New antibiotic would make it more difficult for bacteria to develop drug resistance, UIC researchers say

Bacterial resistance may be nearly impossible thanks to a new antibiotic researched by scientists at the University of Illinois Chicago.

The antibiotic attacks bacteria in two different ways, making it 100 million times more difficult for that bacteria to develop resistance, researchers found in a new study published Monday.

Bacterial resistance, also called antibiotic resistance, happens when bacteria change so that antibiotics can't kill them or stop their growth. That can make it difficult, if not impossible, to treat a bacterial infection. The World Health Organization considers bacterial resistance a global public health threat.

UIC scientists examined how a class of synthetic antibiotic drugs called macrolones disrupt how bacteria function to fight infectious diseases. Their findings, published in Nature Chemical Biology, determined that macrolones can both interfere with protein production within the cells of the bacteria and corrupt its DNA structure.

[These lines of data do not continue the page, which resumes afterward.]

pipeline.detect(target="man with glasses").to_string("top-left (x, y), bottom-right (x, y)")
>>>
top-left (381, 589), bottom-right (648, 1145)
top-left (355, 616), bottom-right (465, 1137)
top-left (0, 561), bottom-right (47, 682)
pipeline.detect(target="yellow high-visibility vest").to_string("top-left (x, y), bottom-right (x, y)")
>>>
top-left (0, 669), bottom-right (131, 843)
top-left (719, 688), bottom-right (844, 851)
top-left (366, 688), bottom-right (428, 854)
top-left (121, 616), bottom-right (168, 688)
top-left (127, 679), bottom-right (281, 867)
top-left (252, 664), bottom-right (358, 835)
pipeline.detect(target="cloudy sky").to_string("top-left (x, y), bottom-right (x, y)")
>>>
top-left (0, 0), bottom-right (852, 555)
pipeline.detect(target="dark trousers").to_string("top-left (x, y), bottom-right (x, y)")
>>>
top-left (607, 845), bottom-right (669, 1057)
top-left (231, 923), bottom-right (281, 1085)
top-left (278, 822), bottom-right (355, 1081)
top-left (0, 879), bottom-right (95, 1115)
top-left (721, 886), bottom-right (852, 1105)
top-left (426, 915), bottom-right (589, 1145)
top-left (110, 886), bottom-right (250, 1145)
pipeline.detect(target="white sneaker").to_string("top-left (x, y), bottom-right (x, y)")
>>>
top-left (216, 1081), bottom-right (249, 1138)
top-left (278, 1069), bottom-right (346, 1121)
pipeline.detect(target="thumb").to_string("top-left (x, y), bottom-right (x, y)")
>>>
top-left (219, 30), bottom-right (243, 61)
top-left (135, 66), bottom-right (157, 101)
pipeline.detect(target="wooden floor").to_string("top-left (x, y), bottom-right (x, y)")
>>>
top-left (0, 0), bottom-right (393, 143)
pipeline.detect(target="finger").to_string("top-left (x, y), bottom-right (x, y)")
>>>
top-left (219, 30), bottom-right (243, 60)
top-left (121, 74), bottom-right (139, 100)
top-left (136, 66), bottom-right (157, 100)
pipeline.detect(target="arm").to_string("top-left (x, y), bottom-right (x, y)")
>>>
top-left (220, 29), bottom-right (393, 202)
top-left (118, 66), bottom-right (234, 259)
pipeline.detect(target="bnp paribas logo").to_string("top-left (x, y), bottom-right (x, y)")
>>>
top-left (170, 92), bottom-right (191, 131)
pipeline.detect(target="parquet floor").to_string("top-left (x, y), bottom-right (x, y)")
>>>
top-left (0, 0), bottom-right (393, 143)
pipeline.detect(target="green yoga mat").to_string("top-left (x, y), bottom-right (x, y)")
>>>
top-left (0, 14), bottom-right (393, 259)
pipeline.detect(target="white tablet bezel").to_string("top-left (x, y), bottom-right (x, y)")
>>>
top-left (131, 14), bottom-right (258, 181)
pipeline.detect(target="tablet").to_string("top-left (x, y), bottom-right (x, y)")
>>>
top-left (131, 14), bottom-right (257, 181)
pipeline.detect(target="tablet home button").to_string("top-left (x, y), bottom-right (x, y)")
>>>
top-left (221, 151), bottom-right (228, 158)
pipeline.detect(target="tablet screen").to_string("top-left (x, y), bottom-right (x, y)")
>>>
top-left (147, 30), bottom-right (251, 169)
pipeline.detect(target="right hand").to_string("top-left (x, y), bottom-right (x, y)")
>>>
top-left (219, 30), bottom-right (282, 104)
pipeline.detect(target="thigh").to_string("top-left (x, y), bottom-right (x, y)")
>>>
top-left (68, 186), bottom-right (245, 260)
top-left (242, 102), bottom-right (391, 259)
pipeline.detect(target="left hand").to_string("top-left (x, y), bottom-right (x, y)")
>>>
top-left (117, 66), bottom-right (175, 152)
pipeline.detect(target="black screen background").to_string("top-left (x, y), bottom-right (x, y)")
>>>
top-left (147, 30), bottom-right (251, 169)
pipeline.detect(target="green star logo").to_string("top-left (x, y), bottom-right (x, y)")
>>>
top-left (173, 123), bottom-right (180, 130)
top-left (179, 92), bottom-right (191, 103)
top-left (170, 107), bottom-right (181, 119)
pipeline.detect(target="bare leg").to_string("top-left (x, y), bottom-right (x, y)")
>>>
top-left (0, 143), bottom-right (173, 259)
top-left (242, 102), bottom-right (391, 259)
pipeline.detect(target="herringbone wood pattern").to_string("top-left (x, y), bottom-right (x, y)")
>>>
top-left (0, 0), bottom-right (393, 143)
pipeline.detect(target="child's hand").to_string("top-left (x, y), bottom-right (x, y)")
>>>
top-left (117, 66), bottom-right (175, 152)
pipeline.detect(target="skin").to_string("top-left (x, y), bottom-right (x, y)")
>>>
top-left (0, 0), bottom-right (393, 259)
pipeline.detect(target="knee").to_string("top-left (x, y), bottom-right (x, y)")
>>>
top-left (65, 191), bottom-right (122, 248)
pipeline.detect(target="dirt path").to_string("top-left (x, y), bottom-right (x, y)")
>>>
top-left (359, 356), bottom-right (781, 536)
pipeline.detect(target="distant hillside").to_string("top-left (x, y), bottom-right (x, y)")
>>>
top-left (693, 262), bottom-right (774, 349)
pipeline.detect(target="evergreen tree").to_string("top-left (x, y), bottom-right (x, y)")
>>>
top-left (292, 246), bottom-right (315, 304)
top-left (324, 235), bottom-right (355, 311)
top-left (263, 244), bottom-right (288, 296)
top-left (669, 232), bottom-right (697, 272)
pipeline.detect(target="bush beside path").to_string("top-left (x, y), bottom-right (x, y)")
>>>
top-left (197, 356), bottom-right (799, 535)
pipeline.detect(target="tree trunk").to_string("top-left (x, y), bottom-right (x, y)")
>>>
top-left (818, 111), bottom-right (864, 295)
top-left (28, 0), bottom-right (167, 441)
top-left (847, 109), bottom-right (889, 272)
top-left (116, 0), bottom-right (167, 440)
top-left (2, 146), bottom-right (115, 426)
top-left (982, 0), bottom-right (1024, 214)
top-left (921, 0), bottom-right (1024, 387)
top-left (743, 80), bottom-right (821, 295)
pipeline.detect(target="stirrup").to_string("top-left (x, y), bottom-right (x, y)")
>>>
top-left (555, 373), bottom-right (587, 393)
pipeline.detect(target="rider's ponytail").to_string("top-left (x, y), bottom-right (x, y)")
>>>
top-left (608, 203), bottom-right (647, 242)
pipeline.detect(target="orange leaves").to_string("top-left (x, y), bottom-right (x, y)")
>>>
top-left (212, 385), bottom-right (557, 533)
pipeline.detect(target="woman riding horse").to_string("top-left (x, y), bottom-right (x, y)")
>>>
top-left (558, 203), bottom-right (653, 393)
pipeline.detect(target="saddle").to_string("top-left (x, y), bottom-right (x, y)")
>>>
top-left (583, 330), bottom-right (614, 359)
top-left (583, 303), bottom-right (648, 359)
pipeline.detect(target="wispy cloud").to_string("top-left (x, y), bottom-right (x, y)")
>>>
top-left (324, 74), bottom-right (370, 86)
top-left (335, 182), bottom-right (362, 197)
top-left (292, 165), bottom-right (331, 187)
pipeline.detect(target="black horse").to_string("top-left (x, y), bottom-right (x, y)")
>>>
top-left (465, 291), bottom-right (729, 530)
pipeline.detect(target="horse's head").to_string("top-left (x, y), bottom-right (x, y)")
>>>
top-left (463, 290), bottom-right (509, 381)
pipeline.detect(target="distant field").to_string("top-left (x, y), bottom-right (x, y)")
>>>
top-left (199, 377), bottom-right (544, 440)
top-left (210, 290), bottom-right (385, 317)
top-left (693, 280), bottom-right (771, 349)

Since the bacteria would have to fight both attacks at the same time, drug resistance would be nearly impossible, researchers found.

Two UIC laboratories were involved with the research. The labs are led by Yury Polikanov, associate professor of biological sciences; Alexander Mankin, professor of pharmaceutical sciences; and Nora Vázquez-Laslop, research professor of pharmacy.

Polikanov's team, which specializes in structural biology, studied how the antibiotic interacts with the ribosome, the vital part of the cell responsible for making protein. The antibiotic is able to strongly bind to the ribosome and block it. Other experiments found that the antibiotic can also target a specific enzyme in the bacteria called DNA gyrase.

"Ribosomes are absolutely essential, bacteria can't live without them. And it can't live with DNA gyrase," Polikanov said.

Attacking the ribosome and DNA gyrase are used separately in existing antibiotics, Polikanov explained. But what makes this drug special is it is able to simultaneously attack the bacteria in those two ways, which has not been done successfully before.

The drug was developed by scientists in China in partnership with the UIC researchers.

"Science transcends governments and country borders," Mankin said. "Governments might have their problems, but science operates on a different level. If it weren't for this collaboration, we would not have this. We would not have these compounds if it weren't for our Chinese partners, and they wouldn't have our findings."

The results are a long way from becoming drugs that doctors can prescribe to fight infections. Developing antibiotics takes years and lots of money, Mankin said.

"It's a constant race between bugs becoming resistant and companies developing new antibiotics," he said. "What our work has shown is there is a pathway to the clinical drug. ... Our hope is that someone, whether it's a company in China, in the U.S., or anywhere in the world, can take this finding and start making something that is clinically useful. We think our knowledge will accelerate that effort."

Polikanov and other UIC scientists also worked with researchers at Harvard to develop a different synthetic antibiotic that fights drug-resistant bacteria. They published their findings in February.